Shisha Pangma

Shisha Pangma.
(NASA Earth Observatory image by Jesse Allen and Robert Simmon, using EO-1 ALI data from the NASA EO-1 team, archived on the USGS Earth Explorer.)

The shortest and youngest of the eight-thousand-meter peaks, Shisha Pangma is the only one located entirely within Tibet. (Of the others, three are entirely in Nepal and one in Pakistan. The rest sit along political borders.)

Though known today as one of easiest to climb, Shisha Pangma was the last eight-thousander summited due to restrictions on foreign travelers. A Chinese team reached the top in 1964, choosing a route that brought climbers up the northwest face along the northeast ridge. In the image above, much of the northwest face is cast in shadow. The steep, craggy south face—much more difficult to climb—rises more than 2,000 meters and has many areas with exposed rock.

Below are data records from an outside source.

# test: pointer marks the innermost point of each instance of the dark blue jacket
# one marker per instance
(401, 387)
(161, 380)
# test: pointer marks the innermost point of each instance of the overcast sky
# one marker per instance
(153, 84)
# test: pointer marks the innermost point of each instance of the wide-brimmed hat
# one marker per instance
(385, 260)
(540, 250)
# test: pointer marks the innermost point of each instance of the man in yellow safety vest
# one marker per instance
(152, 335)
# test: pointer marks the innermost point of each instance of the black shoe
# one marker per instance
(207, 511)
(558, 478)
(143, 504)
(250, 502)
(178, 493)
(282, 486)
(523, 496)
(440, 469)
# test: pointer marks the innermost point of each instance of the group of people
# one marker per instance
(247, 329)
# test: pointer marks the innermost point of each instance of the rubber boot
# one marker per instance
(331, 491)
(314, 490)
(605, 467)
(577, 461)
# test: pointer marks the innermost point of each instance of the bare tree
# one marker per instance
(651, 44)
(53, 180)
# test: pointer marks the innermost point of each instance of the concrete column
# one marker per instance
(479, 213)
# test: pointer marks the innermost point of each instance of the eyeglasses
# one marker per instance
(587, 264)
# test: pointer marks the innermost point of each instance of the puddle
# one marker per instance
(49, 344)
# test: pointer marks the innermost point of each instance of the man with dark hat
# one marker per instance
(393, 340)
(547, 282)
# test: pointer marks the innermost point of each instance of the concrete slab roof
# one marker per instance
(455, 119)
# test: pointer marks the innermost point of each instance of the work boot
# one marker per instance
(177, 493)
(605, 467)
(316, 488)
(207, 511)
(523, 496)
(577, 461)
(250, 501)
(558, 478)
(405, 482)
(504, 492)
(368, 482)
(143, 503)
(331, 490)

According to statistics compiled by Eberhard Jurgalski, co-author of On Top of the World: The New Millennium, there had been 302 successful ascents of Shisha Pangma as of March 2012. Twenty-five people had died trying to climb the mountain—a fatality rate of about 8 percent. Many climbers finish on the Central Summit instead of continuing to the slightly higher Main Summit, which requires about an extra hour of climbing along a narrow ridge. British mountaineer Alex MacIntyre described the view along the ridge: “The ridge grew increasingly narrow and sharp. The north side was powdery and steep, impractical and dangerous to traverse; the south side was steeper, vanishing immediately into a jumble of rock and sugary ice.”